Parasite's Architectural Storytelling
Sunday, February 2, 2020 at 5:09PM
Cláudio Alves in Korean Cinema, Oscars (19), Parasite, Production Design, South Korea

by Cláudio Alves

This year's Oscar nominations weren't particularly rich in surprises, positive or otherwise. Still, there are plenty of things to be ecstatic about like the Best Production Design nomination for Bong Joon-ho's Parasite. It's relatively unusual to see non-anglophone films score nods outside the Best International category and even rarer for the Academy's design branch to recognize excellence in contemporary narratives. Usually, period movies, sci-fi adventures and fantasy extravaganzas are de rigueur choices in these categories. However, the Korean masterpiece turned awards season juggernaut was able to overcome whatever prejudices the Academy might have and score a very deserved nod for the work of production designer Ha-jun Lee and set decorator Won-woo Cho.

With that in mind, let's celebrate this miracle of design, an essential element for a film about class in which social hierarchies are materialized in architecture…

First of all, we should recognize the craft masterfulness of the work. Beyond its dramaturgical brilliance, the sets of Parasite are a tremendous technical achievement. While it may look like the movie was shot on location, most of it was filmed within gigantic sets, including a block that had to be built inside a water tank so it could be flooded for one Parasite's most spectacular sequences. Not only that, the Park family house, where roughly sixty percent of the story unfolds, needed to be designed in a way that matched all the complicated camera movements and compositions envisioned by the director in his complicated script and detailed storyboards. There's even the question of lighting.

As most of these sets were built on outdoor lots, Ha-jun Lee had to consider the sun's position. After all, access to sunlight is one of Parasite's most potent details of class differentiation. In the story, we mainly follow two families, the wealthy Parks, and the impoverished Kims. Both of them live in houses with wide rectangular windows that frame the outside like Cinemascope, but the views they experience are radically different. The Parks enjoy a vision of utmost peace, a sunny garden sheltered from the city surroundings, while the Kims, who live in a sub-basement apartment, see a gloomy street where drunk guys piss. We may believe the sun is for everyone, but only the wealthy can enjoy it.

This brings us to how the scenography reflects and augments the film's themes and story, its characterizations, visual discourse and comments on class. One of the greatest elements of the designs is its use of vertical movement as a delineation of the social ladder. Because of the camera choreography, the interiors are drawn with horizontality in mind, but their relation to each other is defined by upwards motion. To get out of the Kim apartment you have to go up a flight of stairs since their domestic environment is below even the street level. Even so, when they've reached the surface, everywhere they look there are stairs and hills, always some background noise highlighting how low they are in the urban space.

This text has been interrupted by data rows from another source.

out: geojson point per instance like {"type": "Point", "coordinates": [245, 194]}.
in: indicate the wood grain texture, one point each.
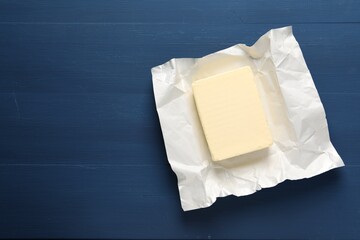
{"type": "Point", "coordinates": [81, 150]}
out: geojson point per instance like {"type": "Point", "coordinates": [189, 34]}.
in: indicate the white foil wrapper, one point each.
{"type": "Point", "coordinates": [294, 111]}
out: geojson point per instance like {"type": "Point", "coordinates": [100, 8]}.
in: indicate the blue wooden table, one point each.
{"type": "Point", "coordinates": [81, 150]}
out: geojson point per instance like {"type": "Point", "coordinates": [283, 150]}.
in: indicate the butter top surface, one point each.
{"type": "Point", "coordinates": [231, 114]}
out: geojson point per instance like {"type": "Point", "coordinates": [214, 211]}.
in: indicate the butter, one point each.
{"type": "Point", "coordinates": [231, 114]}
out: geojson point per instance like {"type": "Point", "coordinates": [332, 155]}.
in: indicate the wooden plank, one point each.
{"type": "Point", "coordinates": [115, 202]}
{"type": "Point", "coordinates": [112, 128]}
{"type": "Point", "coordinates": [159, 12]}
{"type": "Point", "coordinates": [41, 58]}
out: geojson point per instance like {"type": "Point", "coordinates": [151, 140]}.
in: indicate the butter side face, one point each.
{"type": "Point", "coordinates": [231, 114]}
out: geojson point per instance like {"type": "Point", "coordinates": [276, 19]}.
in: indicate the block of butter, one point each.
{"type": "Point", "coordinates": [231, 114]}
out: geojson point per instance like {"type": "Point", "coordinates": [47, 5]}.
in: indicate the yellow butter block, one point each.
{"type": "Point", "coordinates": [231, 114]}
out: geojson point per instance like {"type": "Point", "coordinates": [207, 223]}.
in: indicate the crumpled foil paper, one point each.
{"type": "Point", "coordinates": [301, 148]}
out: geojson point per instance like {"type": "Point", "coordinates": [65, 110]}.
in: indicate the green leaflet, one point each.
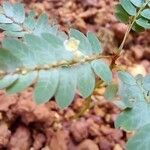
{"type": "Point", "coordinates": [146, 13]}
{"type": "Point", "coordinates": [126, 78]}
{"type": "Point", "coordinates": [7, 81]}
{"type": "Point", "coordinates": [102, 70]}
{"type": "Point", "coordinates": [84, 45]}
{"type": "Point", "coordinates": [146, 82]}
{"type": "Point", "coordinates": [66, 88]}
{"type": "Point", "coordinates": [19, 13]}
{"type": "Point", "coordinates": [128, 7]}
{"type": "Point", "coordinates": [22, 83]}
{"type": "Point", "coordinates": [134, 118]}
{"type": "Point", "coordinates": [95, 44]}
{"type": "Point", "coordinates": [3, 19]}
{"type": "Point", "coordinates": [42, 25]}
{"type": "Point", "coordinates": [43, 54]}
{"type": "Point", "coordinates": [121, 14]}
{"type": "Point", "coordinates": [20, 51]}
{"type": "Point", "coordinates": [111, 91]}
{"type": "Point", "coordinates": [141, 140]}
{"type": "Point", "coordinates": [14, 34]}
{"type": "Point", "coordinates": [8, 9]}
{"type": "Point", "coordinates": [46, 85]}
{"type": "Point", "coordinates": [137, 28]}
{"type": "Point", "coordinates": [11, 27]}
{"type": "Point", "coordinates": [57, 47]}
{"type": "Point", "coordinates": [8, 62]}
{"type": "Point", "coordinates": [53, 40]}
{"type": "Point", "coordinates": [137, 3]}
{"type": "Point", "coordinates": [143, 23]}
{"type": "Point", "coordinates": [85, 80]}
{"type": "Point", "coordinates": [30, 21]}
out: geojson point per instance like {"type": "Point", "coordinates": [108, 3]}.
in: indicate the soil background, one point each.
{"type": "Point", "coordinates": [26, 126]}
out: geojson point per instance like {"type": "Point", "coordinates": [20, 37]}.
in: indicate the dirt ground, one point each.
{"type": "Point", "coordinates": [26, 126]}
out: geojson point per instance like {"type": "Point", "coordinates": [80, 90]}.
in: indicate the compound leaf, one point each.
{"type": "Point", "coordinates": [46, 86]}
{"type": "Point", "coordinates": [4, 19]}
{"type": "Point", "coordinates": [146, 82]}
{"type": "Point", "coordinates": [85, 81]}
{"type": "Point", "coordinates": [143, 23]}
{"type": "Point", "coordinates": [95, 44]}
{"type": "Point", "coordinates": [84, 45]}
{"type": "Point", "coordinates": [8, 80]}
{"type": "Point", "coordinates": [128, 7]}
{"type": "Point", "coordinates": [111, 91]}
{"type": "Point", "coordinates": [102, 70]}
{"type": "Point", "coordinates": [126, 78]}
{"type": "Point", "coordinates": [19, 13]}
{"type": "Point", "coordinates": [20, 51]}
{"type": "Point", "coordinates": [8, 9]}
{"type": "Point", "coordinates": [121, 14]}
{"type": "Point", "coordinates": [22, 83]}
{"type": "Point", "coordinates": [146, 13]}
{"type": "Point", "coordinates": [8, 62]}
{"type": "Point", "coordinates": [66, 88]}
{"type": "Point", "coordinates": [137, 3]}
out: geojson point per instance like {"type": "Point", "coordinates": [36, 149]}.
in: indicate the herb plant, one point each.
{"type": "Point", "coordinates": [58, 65]}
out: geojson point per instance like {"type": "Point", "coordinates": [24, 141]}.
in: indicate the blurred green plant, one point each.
{"type": "Point", "coordinates": [58, 65]}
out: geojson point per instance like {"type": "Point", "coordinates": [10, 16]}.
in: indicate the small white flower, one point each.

Up, up you go, up staircases and ramps, tilted roads and steep inclines until you reach the neighborhood of the Parks' abode. Their house is the castle on a hill, superior even to their rich neighbors' abodes. The first time the camera tilts up and sees the sun is when we first glance at that beautiful house. We discover the house through the eyes of the Kims' ambitious son, and its beauty is known to us through his awed perspective. It's a wonder of architecture, full of open space and even more stairs, up to the bedrooms and down to the pantry. Well, as we end up discovering, there are even more stairs, but that's a bit too close to spoiler territory for comfort.

The conversation between houses isn't just done by windows, sun and verticality as a metaphor for class mobility. There's the fact the Parks' home was designed by an architect, made to be purposefully empty, its objects carefully put away in elegant storage. The Kims' quarters, on the other hand, are defined by a lack of space, clutter everywhere including the pizza boxes they fold for measly pay. It's not all contrasts, however. Perchance the most lacerating aspects of their dynamic are the similarities, like walls covered in tokens of family pride. Medals and school distinctions for the poor, carefully curated family photos and childish artistry for the one percent.

Still, what's most affecting is how the sets help us understand how this story is a mere synecdoche for systemic inequality. The Kims and the Parks are singular cases of class contrast, but they are far from the only ones affected. Individually, none of these people is the problem, the social structure is the true monster of Parasite. The stairs, the windows, the garden, the emptiness and clutter, they all make us see the shape of the economy that dooms poor people to be forever miserable and lets the rich become societal parasites, feeding off the work of others while enclosing themselves in their oasis. The scenography is the story's villain, but the audience's hero since it helps open our eyes to the horrors that are always there but so often overlooked.